Have we all been suckered in by that jobs-skills mismatch argument?

In the past year or so I’ve written and reposted a number of articles on the supposed jobs-skills mismatch in Minnesota (and America overall), and some questions have slowly started to nag me.

Among them:

  • How can it really be that despite all of our top-flight educational resources there’s a mismatch — and that it’s the education sector’s fault?
  • Why do the laws of supply and demand magically fail to work in this sector of the labor force? If wages and salaries were increased, wouldn’t the job candidates come calling?
  • Why is it suddenly the government’s job to provide job- and vocational training for business after high school? Why don’t businesses do it themselves, as they used to decades ago through apprenticeships, internships and such?
  • Are businesses willing to invest in the solution if government is?
  • If such training (or a two-year degree) is now the minimum requirement for the 21st-century labor force, why don’t we make it free? A high school degree used to be the minimum, and we’ve funded that. Should we expand our concept of mandatory education?

I can’t say that what I’ve been hearing and reading is bogus, but so many elements seem a bit suspect.

Now one On Campus reader has sent me a column/blog from the Columbia Journalism Review (of all publications) that essentially says the news media (including me?) have all been hoodwinked by the corporate types.

(It calls the “can’t find workers” complaint a “meme”, which is more or less a running theme or joke that’s making its way through the Internet.)

The post cites a guest who was on MPR’s Nov. 30 Midmorning program on why employers can’t find job candidates: Wharton School of Business professor Peter Cappelli.

The main message gleaned from the blog, Cappelli’s piece and a related blog entry:

We news media have taken at face value the assertions that there’s some new education-related mismatch between jobs and skills. There’s simply no proof that it exists or that the education sector is at fault, and signs instead indicated that businesses are simply unwilling to train people the way they used to.

The blog sums it up:

Letting companies complain that there’s no reserve supply of labor when they need it amidst mass unemployment is a bit much. If you need the perfect fit, you’d better be prepared to pay that prospective employee or to train him or her.

Read the full post here (it has links to other pieces) and Cappelli’s article here.

  • Anonymous

    Chuckle. Alex — you should go on vacation more often! I love the thoughtful rationality of the refreshed new you!

    • Anonymous

       Thanks. It’s amazing what a sunburn will do.

  • Anonymous

    Keep digging into this – you’re on the right track. Dig into the statistics on MN manufacturers. Look at how much training they give their employees in comparison to the national average. Look at how much they give now and compare it to past decades. Look at whether or not they partner with higher ed institutions for worker training and compare that to other states. You’ll find the answer you’re looking for.

    • Alex Friedrich

      Indeed. I wonder whether a third party would keep those. I doubt manufacturers would give me those. I’ll look into it.

  • Anonymous

    It has been my belief for some time that the claimed skills/jobs mismatch is a phony issue.

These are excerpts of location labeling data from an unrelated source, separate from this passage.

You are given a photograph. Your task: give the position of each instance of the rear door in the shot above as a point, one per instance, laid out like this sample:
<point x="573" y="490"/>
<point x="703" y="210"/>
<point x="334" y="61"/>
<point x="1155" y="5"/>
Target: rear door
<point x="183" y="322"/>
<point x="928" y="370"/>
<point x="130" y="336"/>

    Years ago, I remember the rather non-specific responses of my colleagues in industry to the question: What exactly do you want in your new employees?

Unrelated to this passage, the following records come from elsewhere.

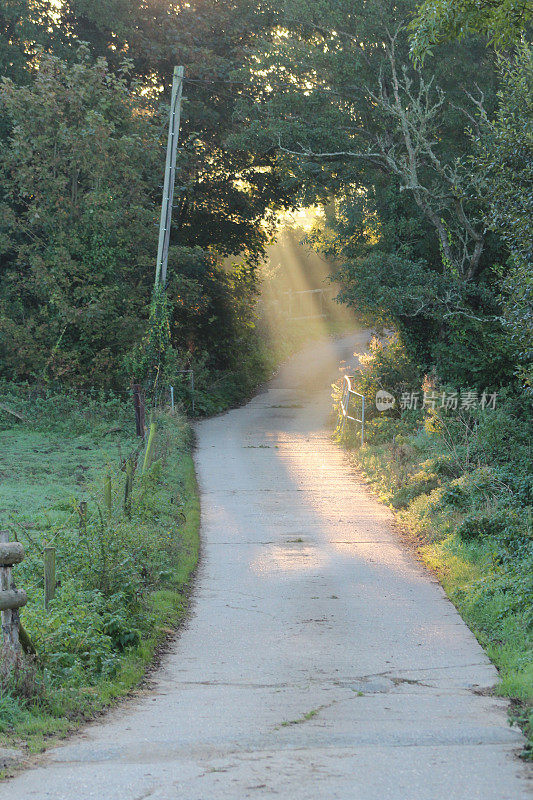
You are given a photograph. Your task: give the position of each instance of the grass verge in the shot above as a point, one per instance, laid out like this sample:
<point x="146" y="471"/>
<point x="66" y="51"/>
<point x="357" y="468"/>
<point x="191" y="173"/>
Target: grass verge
<point x="123" y="570"/>
<point x="470" y="528"/>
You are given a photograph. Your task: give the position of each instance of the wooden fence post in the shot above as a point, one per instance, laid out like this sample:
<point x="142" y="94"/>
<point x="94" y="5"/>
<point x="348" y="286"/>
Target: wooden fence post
<point x="82" y="511"/>
<point x="108" y="496"/>
<point x="49" y="575"/>
<point x="128" y="487"/>
<point x="11" y="599"/>
<point x="149" y="447"/>
<point x="139" y="405"/>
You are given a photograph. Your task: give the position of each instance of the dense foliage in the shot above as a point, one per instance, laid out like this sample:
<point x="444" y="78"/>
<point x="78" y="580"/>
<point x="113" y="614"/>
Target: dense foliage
<point x="82" y="137"/>
<point x="423" y="170"/>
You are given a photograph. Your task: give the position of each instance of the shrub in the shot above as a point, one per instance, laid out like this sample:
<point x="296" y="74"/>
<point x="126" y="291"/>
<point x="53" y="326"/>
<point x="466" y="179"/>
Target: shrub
<point x="478" y="526"/>
<point x="421" y="483"/>
<point x="387" y="366"/>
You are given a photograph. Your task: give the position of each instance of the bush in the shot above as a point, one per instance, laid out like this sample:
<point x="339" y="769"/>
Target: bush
<point x="421" y="483"/>
<point x="479" y="526"/>
<point x="387" y="366"/>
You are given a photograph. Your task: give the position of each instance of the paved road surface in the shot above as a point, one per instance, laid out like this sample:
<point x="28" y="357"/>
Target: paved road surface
<point x="321" y="662"/>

    Just keep sending us bright young people who are up on the latest so that we can keep our workforce at the cutting edge, or something like that.

    As you have pointed out in your excellent essay above, it appears that the emperor has no clothes.

    I also have the feeling that many businesses want round pegs for round holes. In the long run it might be better to get some square pegs, too. But then you might have to spend time training people up and worrying about career development.  This is what companies like 3M and Procter and Gamble used to do in their heydays.

    Couldn’t do that now, could we?  Can’t really think past the next quarter. I am, of course, being sarcastic.  Some good companies in Minnesota still do.

    Maybe when the economy picks up, things will improve.  I really haven’t seen a significant decrease in the abilities of students who have worked in my lab over the years. You have to have an eye for good people, and they are not always the ones with the highest grades. There are a lot of lean, hungry, and motivated people out there right now in our educational institutions. We need to put them to work!

    • Alex Friedrich

      Your “when the economy picks up” point is interesting.

      Could be true.

      That said, one could argue that industry will find it even harder to find employees, because those candidates will be lured by potentially even more attractive sectors that are also booming.

      We’ll see.

      I remember being in Silicon Valley during the boom time.

      As the blog post states, tech companies were taking bright people left and right who didn’t have tech backgrounds, paying them gobs of money and training them on the job. Lots of my news colleagues left to do that.

      Then again, they were let go when the bubble burst.

  • Monte Bute

    Excellent post, Alex. I just spent the last two days meeting with legislators. They have bought this business lobby spin–hook, line and sinker. MnSCU is a perfect example of genuflecting to this fad; I recently asked at a legislative hearing if MnSCU is now a wholly-owned subsidiary of the Minnesota Business Partnership and the Minnesota Chamber of Commerce.